Figure 6. CYSL-1 interaction with EGL-9 mediates H₂S signaling to HIF-1 and behavioral plasticity

(A) The gain-of-function mutation egl-9(n5535) fully suppresses the O2-ON defect of rhy-1(n5500) mutants. (B) Two dominant suppressors of rhy-1(n5500) alter the C-terminus of EGL-9. n5535 converts glutamic acid 720 to lysine, while n5539 and n5552 are splice-donor and acceptor mutations, respectively, that result in a C-terminally truncated EGL-9 protein. (C) Yeast two-hybrid assays with colony growth on selective plates (SD/-LEU/-TRP, or SD/-LEU/-TRP/-HIS3/-ADE) after co-transformation of cysl-1 prey constructs and various egl-9 bait constructs. The growth with vector-only control group, i.e. pGADT7 with egl-9-C-terminal, indicates non-specific reporter activation. All egl-9 constructs lack the N-terminal domain, which conferred moderate non-specific reporter activation. Note the specific association of CYSL-1 with EGL-9 with an intact C-terminus but not with n5535 or n5539 mutant EGL-9. (D) Exposure to low H₂S induced GFP fluorescence from the K10H10.2::GFP reporter in wild-type but not cysl-1 mutant animals. Scale bars: 25 µm. (E) QPCR measurements of the endogenous HIF-1 target K10H10.2 mRNA in the wild type and in hif-1(ia4), cysl-1(ok762) or egl-9(n5535) mutant backgrounds. p<0.001, two-way ANOVA, Bonferroni post-test. (F) QPCR measurements of the endogenous HIF-1 target nhr-57 in the wild type and in hif-1(ia4), cysl-1(ok762) or egl-9(n5535) mutant backgrounds. (G) Protein Co-IP experiments showing that the interaction between endogenous CYSL-1 and the GFP::EGL-9 fusion protein in vivo is markedly enhanced by H₂S exposure. GFP-bound protein complexes isolated from lysates of the strain nEx [P_ric-19::egl-9::gfp] using anti-GFP affinity beads were analyzed by SDS-PAGE and western blots. GFP levels served as internal loading controls. (H) Behavior of cysl-1 null mutants with decreased inhibition of the O2-ON response after 24 hr hypoxia experience as compared to hypoxia-experienced wild-type animals. (I) Behavior of egl-9(n5535) mutants with decreased inhibition of the O2-ON response after 24 hr hypoxia experience.

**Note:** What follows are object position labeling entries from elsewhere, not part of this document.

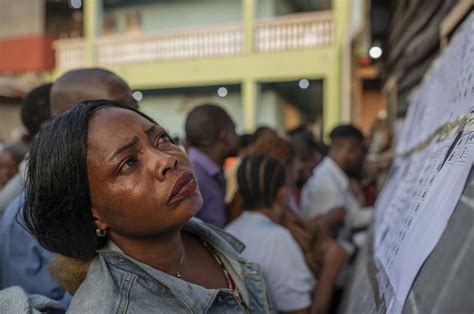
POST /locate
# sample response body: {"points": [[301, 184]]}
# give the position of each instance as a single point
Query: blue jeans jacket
{"points": [[117, 283]]}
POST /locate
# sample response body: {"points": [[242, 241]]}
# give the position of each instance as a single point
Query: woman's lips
{"points": [[184, 186]]}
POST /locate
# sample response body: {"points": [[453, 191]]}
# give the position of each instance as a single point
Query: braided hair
{"points": [[260, 177]]}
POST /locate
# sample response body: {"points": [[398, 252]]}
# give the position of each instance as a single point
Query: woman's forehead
{"points": [[115, 119]]}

Figure 7. Models for behavioral plasticity mediated by the RHY-1/CYSL-1/EGL-9/HIF-1 pathway

(A) The genetic pathway in which rhy-1, cysl-1, and egl-9 act in a negative-regulatory cascade to control the activity of HIF-1, which functions in neurons to modulate the O2-ON response and in the hypoderm to regulate K10H10.2 expression. (B) Model depicting the major molecular interactions in neurons of naïve animals without experience of hypoxia, enabling the normal O2-ON response. EGL-9 promotes HIF-1 degradation (indicated by HIF-1 with dotted line) by O2-dependent hydroxylation and also inhibits HIF-1 transcriptional activity. (C) Model depicting the major molecular interactions in neurons of animals with experience of hypoxia leading to their suppressed O2-ON response. Decreased O₂ during hypoxia impairs HIF-1 hydroxylation, which stabilizes HIF-1 but alone is not sufficient to activate HIF-1 targets. Hypoxia also increases H₂S levels to promote CYSL-1 sequestration of EGL-9, thus alleviating inhibition of HIF-1 transcriptional activity. EGL-9 inactivation (indicated with dotted line) by the dual regulatory mechanisms drives HIF-1 activation. See text for details.